This paper considers doing quantile regression on censored data using neural networks (NNs). This adds to the survival analysis toolkit by allowing direct prediction of the target variable, along with a distribution-free characterisation of uncertainty, using a flexible function approximator. We begin by showing how an algorithm popular in linear models can be applied to NNs.

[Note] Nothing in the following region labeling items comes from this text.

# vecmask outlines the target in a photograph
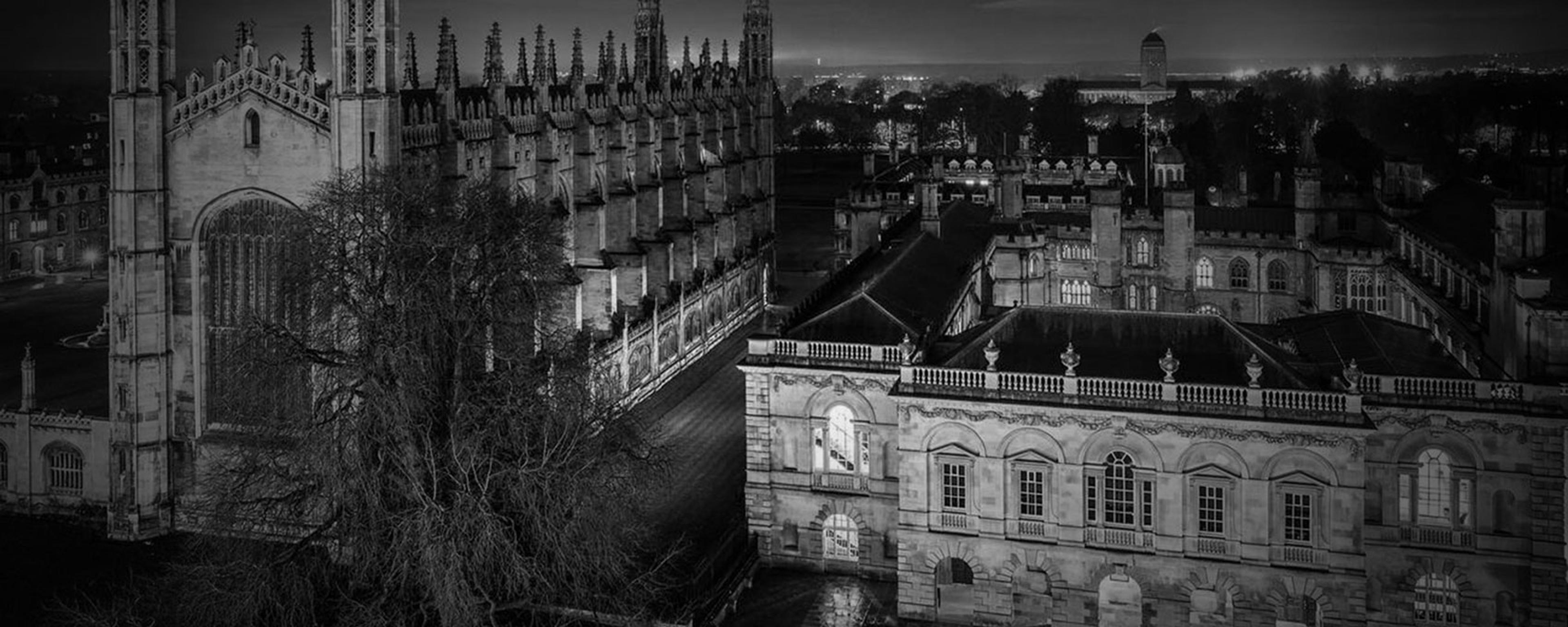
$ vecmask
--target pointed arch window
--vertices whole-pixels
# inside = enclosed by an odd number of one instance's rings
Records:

However, the resulting procedure is inefficient, requiring sequential optimisation of an individual NN at each desired quantile. Our major contribution is a novel algorithm that simultaneously optimises a grid of quantiles output by a single NN. To offer theoretical insight into our algorithm, we show firstly that it can be interpreted as a form of expectation-maximisation, and secondly that it exhibits a desirable `self-correcting' property. Experimentally, the algorithm produces quantiles that are better calibrated than existing methods on 10 out of 12 real datasets.

翻译：本文研究利用神经网络对删失数据进行分位数回归。该方法通过灵活的近似函数直接预测目标变量，并实现不确定性的无分布特征描述，从而拓展了生存分析工具集。我们首先展示了如何将线性模型中流行的算法应用于神经网络，但该过程效率低下，需要在每个目标分位数处对单个神经网络进行序列优化。我们的主要贡献在于提出一种新型算法，能够同步优化单个神经网络输出的分位数网格。为提供理论洞见，我们证明了该算法可被解释为一种期望最大化算法，并具有理想的"自校正"性质。实验结果表明，在12个真实数据集中，该算法生成的10个数据集的分位数校准度优于现有方法。